Preventive is classified as a public benefit corporation, focusing on ensuring that the technology is both safe and transparent before any efforts are made to produce genetically modified children. Harrington emphasizes the enormous responsibility that comes with embryo editing, stating, “Embryo editing has tremendous potential advantages, including precision, efficiency, and cost.” He acknowledges, however, that careful research and regulatory oversight are essential to mitigate risks.
In a recent post on X, Harrington expressed his belief in the technology’s promise, claiming that, if proven safe, it could represent one of the most significant health advancements of our time. He also highlighted the risks of unregulated experimentation, saying, “Unfortunately, the combination of limited expert involvement and lack of a clear regulatory pathway has instead created conditions for fringe groups to potentially take dangerous shortcuts that could harm patients and stifle responsible investigation.”
The involvement of tech billionaires has drawn attention to the ethical complexities of this endeavor. Armstrong noted the impact of genetic diseases on over 300 million people globally, advocating for foundational research to explore safe therapies that could prevent such conditions at birth. He stated, “It is far easier to correct a smaller number of cells before disease progression occurs, such as in an embryo.”

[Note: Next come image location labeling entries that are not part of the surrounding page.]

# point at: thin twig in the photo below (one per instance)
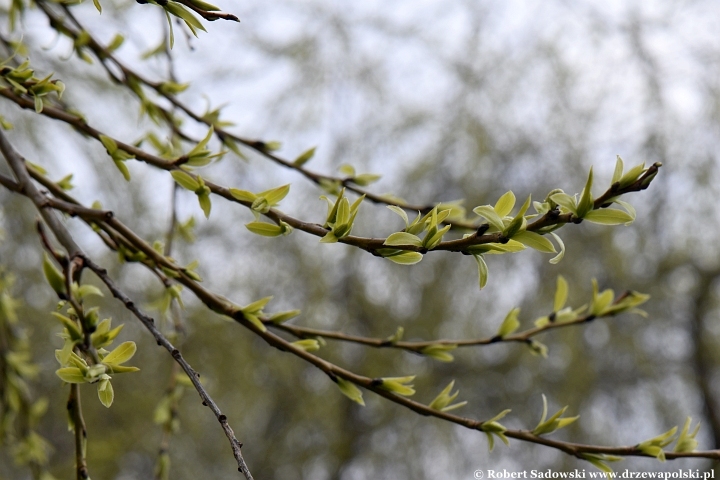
(28, 189)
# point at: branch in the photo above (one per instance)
(371, 245)
(28, 189)
(225, 307)
(258, 146)
(418, 346)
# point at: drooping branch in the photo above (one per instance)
(369, 244)
(224, 306)
(27, 188)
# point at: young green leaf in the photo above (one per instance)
(445, 398)
(266, 229)
(553, 423)
(305, 157)
(556, 259)
(535, 241)
(350, 390)
(400, 212)
(70, 375)
(121, 354)
(609, 216)
(505, 204)
(185, 180)
(399, 385)
(439, 352)
(282, 317)
(561, 293)
(686, 441)
(489, 214)
(53, 276)
(654, 446)
(105, 392)
(617, 174)
(482, 270)
(566, 201)
(510, 323)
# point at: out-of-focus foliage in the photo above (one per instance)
(447, 100)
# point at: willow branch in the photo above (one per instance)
(28, 189)
(371, 245)
(417, 346)
(224, 306)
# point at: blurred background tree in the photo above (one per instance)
(446, 100)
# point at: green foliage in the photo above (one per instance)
(443, 401)
(555, 422)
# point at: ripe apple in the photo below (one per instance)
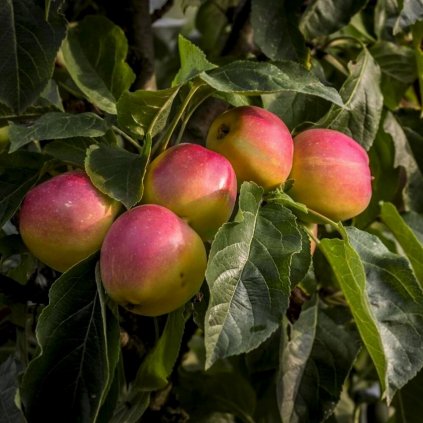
(256, 142)
(197, 184)
(152, 262)
(64, 219)
(331, 174)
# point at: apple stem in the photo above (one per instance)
(187, 118)
(163, 143)
(127, 137)
(311, 235)
(336, 225)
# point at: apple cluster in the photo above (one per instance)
(153, 256)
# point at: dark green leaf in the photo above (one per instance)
(118, 172)
(386, 302)
(56, 125)
(276, 31)
(412, 125)
(418, 49)
(254, 78)
(72, 150)
(411, 245)
(360, 116)
(385, 16)
(224, 388)
(407, 402)
(415, 221)
(155, 370)
(323, 17)
(29, 47)
(302, 260)
(248, 276)
(98, 67)
(79, 339)
(19, 172)
(297, 109)
(315, 363)
(412, 11)
(145, 111)
(193, 61)
(9, 373)
(398, 67)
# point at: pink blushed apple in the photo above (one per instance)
(256, 142)
(331, 174)
(64, 219)
(152, 262)
(198, 184)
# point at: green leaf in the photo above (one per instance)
(79, 339)
(118, 172)
(324, 17)
(407, 402)
(193, 61)
(418, 50)
(412, 11)
(98, 67)
(155, 370)
(56, 125)
(19, 173)
(248, 276)
(255, 78)
(412, 126)
(145, 111)
(224, 388)
(315, 363)
(398, 67)
(158, 365)
(415, 221)
(411, 245)
(9, 372)
(29, 47)
(296, 109)
(71, 150)
(360, 116)
(276, 31)
(386, 302)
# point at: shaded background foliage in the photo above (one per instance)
(93, 83)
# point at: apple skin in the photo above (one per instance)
(65, 219)
(197, 184)
(331, 174)
(152, 262)
(256, 142)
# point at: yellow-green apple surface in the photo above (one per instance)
(152, 262)
(331, 174)
(256, 142)
(197, 184)
(64, 219)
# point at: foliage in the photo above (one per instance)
(275, 335)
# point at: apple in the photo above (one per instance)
(64, 219)
(256, 142)
(331, 174)
(197, 184)
(152, 262)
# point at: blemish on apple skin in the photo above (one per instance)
(223, 131)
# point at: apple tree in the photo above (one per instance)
(165, 258)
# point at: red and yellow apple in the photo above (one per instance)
(256, 142)
(152, 262)
(331, 174)
(197, 184)
(64, 219)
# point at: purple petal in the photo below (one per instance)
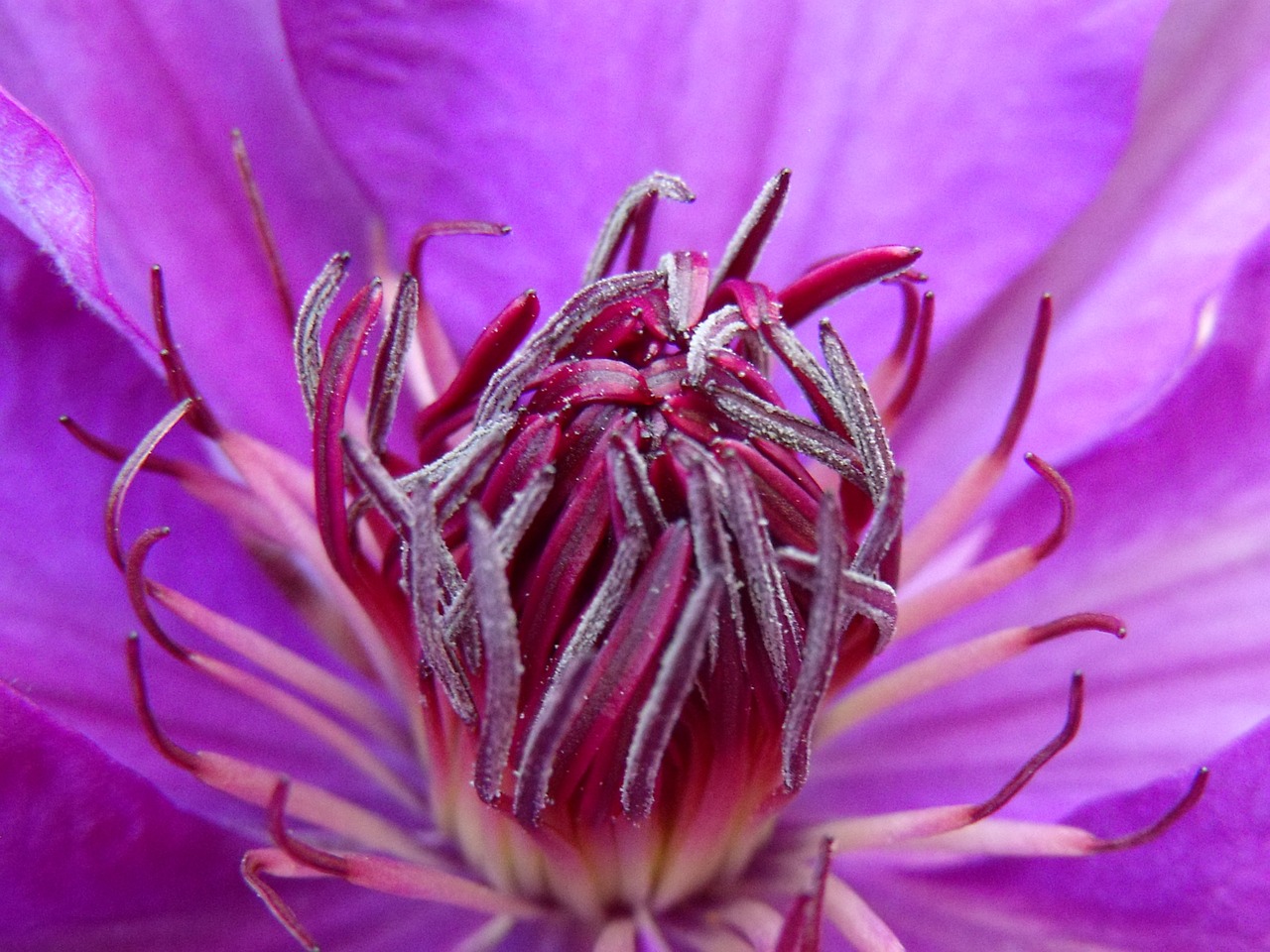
(973, 132)
(96, 860)
(1130, 277)
(1173, 535)
(1201, 887)
(64, 606)
(94, 855)
(144, 99)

This initiative echoes the controversial actions of Chinese scientist He Jiankui, who garnered global outrage after creating the first gene-edited babies in 2018. Jiankui’s experiments led to a three-year prison sentence for illegal medical practices, prompting calls from researchers around the world for a temporary halt on germline editing. Since then, U.S. senators have sought to establish international standards for germline gene editing to prevent unethical practices that could arise in countries with looser regulations.
In the United States, the landscape for research on human germline gene therapy is complex. While federal law prohibits the use of government funds for this type of research, private funding is still permissible. This means that laboratories could conduct non-clinical human gene therapy research, but any therapy intended for sale would require approval from the Food and Drug Administration (FDA) before it could enter clinical trials.
Despite the potential benefits of gene editing—such as preventing hereditary diseases—ethical concerns loom large. Critics argue that altering embryos could have unforeseen consequences for future generations. Moreover, the individuals most affected by these decisions, the unborn children, cannot express their consent. This raises profound questions about autonomy and the moral implications of genetic modification.
As Preventive continues its mission, the tension between innovation and ethical responsibility remains a focal point in the debate over the future of genetic engineering. The company’s progress will likely shape discussions within the scientific community and beyond, as stakeholders grapple with the implications of creating genetically engineered humans.